We analyzed the National Inpatient Sample database from 2018 to 2020 to identify all adult hospitalizations > 18 years with a diagnosis of Diffuse Large B-cell lymphoma (DLBCL) using appropriate ICD 10 codes. These hospitalizations were further stratified into those with and without the outcome of mortality. Various complications were queried using ICD 10 codes. We compared the baseline characteristics, inpatient complications, hospital resource utilization such as length of hospital stay (LOS), and total hospital costs in DLBCL hospitalizations with and without the outcome of mortality. Categorical variables were compared using the chi-square test, and the t-test compared continuous variables. Multivariable regression analyses were performed adjusting for demographics, hospital-level characteristics, and relevant comorbidities.

Results:

We identified a total of 222,765 adult hospitalizations with a primary diagnosis of DLBCL, of which 10450 (4.69%) died during hospitalization. Among DLBCL hospitalizations who died, 40% (4180) are females and the remaining 60% (6270) are males and a majority of them were found to be whites (69%). Among various inpatient DLBCL complications, acute kidney injury (AKI) is more prevalent (19.7%) compared to other complications like acute respiratory failure (ARF) (8.8%), sepsis (5.7%), tumor lysis syndrome (TLS) (3.1%), gastrointestinal bleeding (GIB) (2.4%).

In Univariate analysis, DLBCL hospitalizations who died had higher odds of complications such as TLS (OR 4.85, 95% CI: 4.21-5.60, P < 0.01), Sepsis (OR 9.10, 95% CI: 8.15-10.17, P < 0.01), AKI (OR 7.29, 95% CI: 6.60-8.03, P < 0.01), ARF (OR 20.21, 95% CI: 18.28-22.35, P < 0.01), GIB (OR 3.40, 95% CI: 2.84-4.08, P < 0.01) compared to those without.
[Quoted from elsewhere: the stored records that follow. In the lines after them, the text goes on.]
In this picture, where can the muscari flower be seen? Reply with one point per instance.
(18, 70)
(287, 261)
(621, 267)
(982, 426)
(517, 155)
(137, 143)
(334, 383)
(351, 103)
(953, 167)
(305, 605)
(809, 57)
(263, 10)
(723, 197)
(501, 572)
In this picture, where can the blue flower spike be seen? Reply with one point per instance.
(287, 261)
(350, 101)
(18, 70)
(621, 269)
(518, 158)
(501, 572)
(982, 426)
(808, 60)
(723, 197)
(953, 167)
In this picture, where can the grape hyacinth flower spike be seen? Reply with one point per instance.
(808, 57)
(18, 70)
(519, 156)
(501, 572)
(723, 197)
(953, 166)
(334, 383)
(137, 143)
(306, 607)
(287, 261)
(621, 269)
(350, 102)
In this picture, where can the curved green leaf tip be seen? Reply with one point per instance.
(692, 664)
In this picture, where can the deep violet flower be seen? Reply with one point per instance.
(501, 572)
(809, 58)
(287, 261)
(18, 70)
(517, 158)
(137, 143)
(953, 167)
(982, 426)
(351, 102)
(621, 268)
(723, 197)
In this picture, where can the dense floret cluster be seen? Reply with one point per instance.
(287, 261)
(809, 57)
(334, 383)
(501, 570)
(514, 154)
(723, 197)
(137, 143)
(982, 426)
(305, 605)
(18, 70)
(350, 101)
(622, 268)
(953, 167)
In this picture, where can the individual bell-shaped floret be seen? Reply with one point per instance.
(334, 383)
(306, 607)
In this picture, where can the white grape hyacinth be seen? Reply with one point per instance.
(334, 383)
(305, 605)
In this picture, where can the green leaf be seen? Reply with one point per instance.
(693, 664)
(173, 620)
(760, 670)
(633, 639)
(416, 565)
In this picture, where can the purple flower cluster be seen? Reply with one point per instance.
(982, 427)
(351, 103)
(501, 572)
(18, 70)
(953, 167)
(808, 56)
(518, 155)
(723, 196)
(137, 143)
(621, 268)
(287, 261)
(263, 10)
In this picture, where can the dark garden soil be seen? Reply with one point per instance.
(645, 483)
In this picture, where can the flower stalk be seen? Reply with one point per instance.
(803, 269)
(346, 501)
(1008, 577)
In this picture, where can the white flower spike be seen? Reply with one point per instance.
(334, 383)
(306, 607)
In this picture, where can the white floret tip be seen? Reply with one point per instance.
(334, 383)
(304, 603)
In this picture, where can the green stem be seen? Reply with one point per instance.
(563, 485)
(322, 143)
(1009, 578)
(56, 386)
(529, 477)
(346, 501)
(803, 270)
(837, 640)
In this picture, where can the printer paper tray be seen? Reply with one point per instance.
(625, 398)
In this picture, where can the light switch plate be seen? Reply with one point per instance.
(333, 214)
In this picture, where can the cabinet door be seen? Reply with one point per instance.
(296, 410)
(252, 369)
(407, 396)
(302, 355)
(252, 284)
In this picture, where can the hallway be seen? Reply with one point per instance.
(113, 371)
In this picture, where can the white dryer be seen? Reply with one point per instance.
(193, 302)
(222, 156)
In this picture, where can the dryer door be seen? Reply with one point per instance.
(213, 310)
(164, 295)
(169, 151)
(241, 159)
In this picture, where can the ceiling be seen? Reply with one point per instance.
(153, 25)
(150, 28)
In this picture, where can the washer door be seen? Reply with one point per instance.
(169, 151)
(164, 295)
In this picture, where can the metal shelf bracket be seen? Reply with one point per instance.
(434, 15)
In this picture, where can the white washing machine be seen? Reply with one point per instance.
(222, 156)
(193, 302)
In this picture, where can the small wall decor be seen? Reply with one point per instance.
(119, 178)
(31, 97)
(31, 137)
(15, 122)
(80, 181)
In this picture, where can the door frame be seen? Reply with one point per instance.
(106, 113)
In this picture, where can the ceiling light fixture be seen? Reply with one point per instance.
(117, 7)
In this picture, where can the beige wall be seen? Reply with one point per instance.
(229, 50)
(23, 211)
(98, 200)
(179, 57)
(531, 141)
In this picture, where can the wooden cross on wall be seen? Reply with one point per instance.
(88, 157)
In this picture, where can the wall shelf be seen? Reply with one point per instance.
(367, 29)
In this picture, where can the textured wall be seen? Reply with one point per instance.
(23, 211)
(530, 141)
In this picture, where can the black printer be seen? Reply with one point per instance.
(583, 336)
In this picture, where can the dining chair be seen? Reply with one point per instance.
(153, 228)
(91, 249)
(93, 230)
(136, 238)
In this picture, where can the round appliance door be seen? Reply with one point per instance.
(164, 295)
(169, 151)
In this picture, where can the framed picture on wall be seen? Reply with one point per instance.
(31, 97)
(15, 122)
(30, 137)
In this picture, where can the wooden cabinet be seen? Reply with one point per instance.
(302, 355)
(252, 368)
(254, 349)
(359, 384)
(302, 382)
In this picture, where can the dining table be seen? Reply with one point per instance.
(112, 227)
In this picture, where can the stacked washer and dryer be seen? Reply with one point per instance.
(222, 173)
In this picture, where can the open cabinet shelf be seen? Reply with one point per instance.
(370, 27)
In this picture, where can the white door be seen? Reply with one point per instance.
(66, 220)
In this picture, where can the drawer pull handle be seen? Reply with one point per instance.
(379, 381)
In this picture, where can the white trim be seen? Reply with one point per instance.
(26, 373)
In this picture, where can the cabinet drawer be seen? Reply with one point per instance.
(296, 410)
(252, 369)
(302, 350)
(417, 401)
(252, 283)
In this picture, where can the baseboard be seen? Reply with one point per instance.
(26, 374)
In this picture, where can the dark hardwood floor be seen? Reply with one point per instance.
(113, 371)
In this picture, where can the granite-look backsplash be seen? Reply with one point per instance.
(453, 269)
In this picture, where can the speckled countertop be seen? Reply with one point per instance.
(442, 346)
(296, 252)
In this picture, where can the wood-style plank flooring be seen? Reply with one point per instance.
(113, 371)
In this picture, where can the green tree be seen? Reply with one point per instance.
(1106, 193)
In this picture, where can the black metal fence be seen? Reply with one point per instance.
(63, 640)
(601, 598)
Multivariate analysis after adjusting for potential confounding factors showed that the odds ratios reduced but remained significant for DLBCL Hospitalizations with the outcome of mortality when compared to those without: For specific events, TLS (OR 4.62, 95% CI: 3.99-5.34, P < 0.01), Sepsis (OR 8.35, 95% CI: 7.44-9.36, P < 0.01), AKI (OR 6.99, 95% CI: 6.27-7.80, P < 0.01), ARF (OR 18.78, 95% CI: 16.86-20.93, P < 0.01), GIB (OR 3.10, 95% CI: 2.57-3.74, P < 0.01).

Lastly, DLBCL hospitalizations with the outcome of mortality have a longer length of stay (mean of 13 vs 7 days, p<0.001) and higher total hospital costs (mean $239,627 vs $109,891, p<0.01) compared to those without the outcome of mortality.

Conclusion:

Despite being an aggressive malignancy, Diffuse Large B-cell lymphoma (DLBCL) is potentially curable with intensive chemo-immunotherapy regimens. Based on our study, acute renal failure, sepsis, and acute respiratory failure, tumor lysis syndrome, gastrointestinal bleeding are independently associated with in-hospital mortality in patients with DLBC. Although acute renal failure is the most common complication, acute respiratory failure presents significantly higher odds of mortality. Timely and effective management of these complications can enhance outcomes for DLBCL patients, potentially reducing mortality rates, shortening hospital stays, and decreasing overall healthcare costs.

Disclosures: No relevant conflicts of interest to declare.